I’ve lived in relatively quiet environs all my life. For various reasons, I’ve always felt out of sorts in spaces where voices are raised or anywhere remotely cacophonous, even on the road. Again, this new workspace has demanded I change. The road right outside is always busy with sounds--traffic, hawkers, people and the general fracas of a neighbourhood. My neighbours are loud, the child next door listens to Baby Shark on a loop, and when the neighbourhood cat is in heat, we’re all witness to its hormonal inflections. I’m planning to begin production work on a podcast, and I’ve been pondering whether to shut out the sounds or bring them in as part of the story.
I’ve finally decided that these noises of the neighbourhood will participate in the storytelling.
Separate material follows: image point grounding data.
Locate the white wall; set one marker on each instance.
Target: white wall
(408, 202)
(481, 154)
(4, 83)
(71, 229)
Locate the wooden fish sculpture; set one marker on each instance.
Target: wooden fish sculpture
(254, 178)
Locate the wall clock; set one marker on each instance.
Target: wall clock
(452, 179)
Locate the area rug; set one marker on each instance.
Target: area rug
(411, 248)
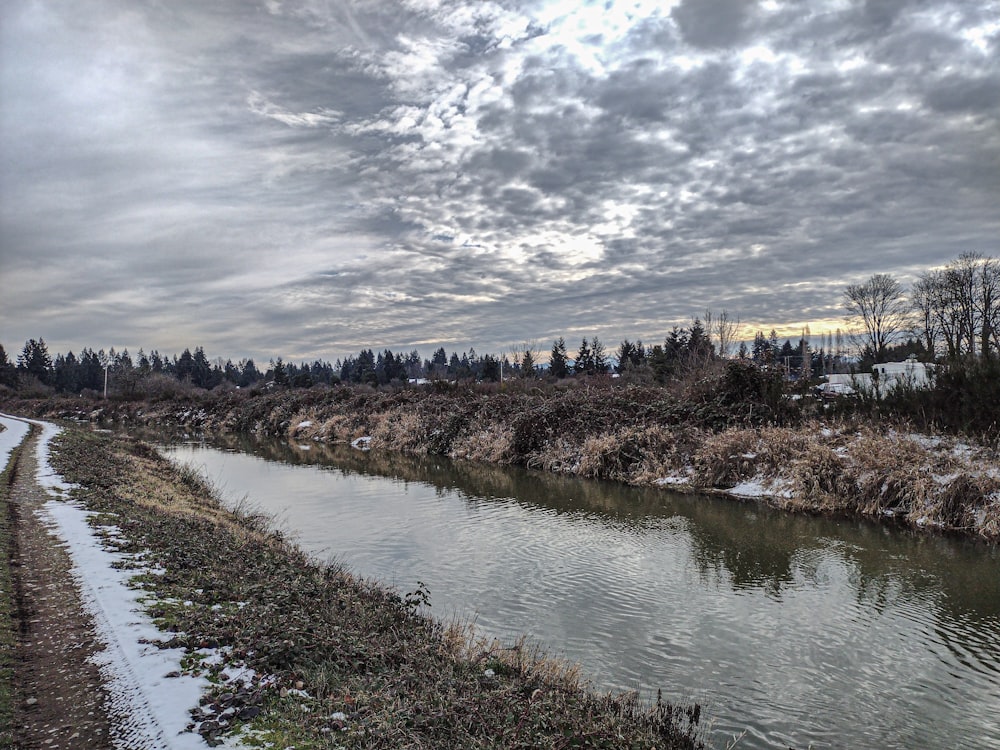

The life and sounds of the neighbourhood are part of what makes this space this space. When we think of locations for any space we’re likely to inhabit, we mostly consider its physical attributes, the bones, the spine, the structure, the location. The pathos, the personality, the emotional fluctuations of a place are usually invisible. How we shape the personal world will eventually also decide how we shape ourselves. In India we live with sensorial overload every day. Our malls have cacophonous music, the streets are raucous with conversations and all this shapes our tolerance for exaggerations in sights, sounds and smells.
The seeming lack of control in our public sphere demands that we shape it in our private one. The choice of aroma in a home must be intentional. The levels of sound, which has nothing to do with the technology you choose to have, has to be modulated. Some things you can control, some things you cannot. You cannot drown out your loud neighbours with louder music or your world will turn into an auditory nightmare. In a workspace, I have chosen to live with some parts of the cacophony and make it an element of the story of the space. If the function of this space were different then my solution would have been different too. I like that every day, in small imperceptible ways, the decisions I make change this place that was once a stranger. One day, when I am no longer its inhabitant, someone new will come and sense the undeterminable scent of my time here. And that is all most of us leave behind in the spaces we call our own.
Manju Sara Rajan is an editor, arts manager and author who divides her time between Kottayam and Bengaluru.